6. Understanding Partition

Partition Goal:

  • Place pivot in its final sorted position
  • All elements < pivot to the left
  • All elements > pivot to the right

Partition Index (pi):

  • Returns position where pivot is placed
  • Left partition: [low, pi - 1]
  • Right partition: [pi + 1, high]
  • Pivot at pi is in correct position

7. Time and Space Complexity

Time Complexity:

  • Best case: O(n log n) - balanced partitions
  • Average case: O(n log n) - random data
  • Worst case: O(n²) - pivot always smallest/largest

Space Complexity: O(log n)

  • Recursive call stack
  • Average depth: log n
  • Worst case: O(n) if unbalanced

Stability: Not Stable

  • Swapping during partition can change relative order
  • Example: [3₁, 3₂, 1] → partition can swap 3₁ and 3₂

8. When to Use Quick Sort

Best For:

  • Large datasets
  • Average-case performance critical
  • In-place sorting needed
  • General-purpose sorting

Not Recommended For:

  • When worst-case O(n²) is unacceptable
  • When stability is required
  • Nearly sorted data (can degrade to O(n²))
  • Small datasets (overhead of recursion)

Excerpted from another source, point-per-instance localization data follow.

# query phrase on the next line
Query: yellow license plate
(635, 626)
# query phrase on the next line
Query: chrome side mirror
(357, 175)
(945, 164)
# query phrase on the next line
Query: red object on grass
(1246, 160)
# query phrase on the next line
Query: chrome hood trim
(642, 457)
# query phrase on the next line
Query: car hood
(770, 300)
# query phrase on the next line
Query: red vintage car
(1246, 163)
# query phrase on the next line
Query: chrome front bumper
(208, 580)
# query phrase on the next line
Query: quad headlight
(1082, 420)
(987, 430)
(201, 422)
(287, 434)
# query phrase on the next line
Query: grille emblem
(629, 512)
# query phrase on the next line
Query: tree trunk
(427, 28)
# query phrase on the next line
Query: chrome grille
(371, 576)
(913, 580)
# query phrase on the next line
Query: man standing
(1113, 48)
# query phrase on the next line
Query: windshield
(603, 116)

9. Important Considerations

Pivot Selection:

  • This implementation uses last element
  • Other strategies: first, middle, random, median
  • Pivot choice affects performance

Partition Balance:

  • Balanced partitions → O(n log n)
  • Unbalanced partitions → O(n²)
  • Random pivot helps avoid worst case

Recursive Calls:

  • Tail recursion can be optimized
  • Iterative version possible
  • Stack depth depends on partition balance

10. return 0;

This ends the program successfully.


Summary

  • Quick Sort uses divide-and-conquer with pivot-based partitioning.
  • Time complexity: O(n log n) average, O(n²) worst case.
  • Space complexity: O(log n) for recursive calls.
  • Not stable - partitioning can change relative order.
  • In-place sorting - modifies original array.
  • Pivot selection affects performance significantly.
  • Generally faster than Merge Sort in practice due to better cache performance.
  • Understanding Quick Sort is essential for efficient sorting algorithms.

This program is fundamental for beginners learning divide-and-conquer algorithms, understanding partitioning, and preparing for advanced algorithm design in C++ programs.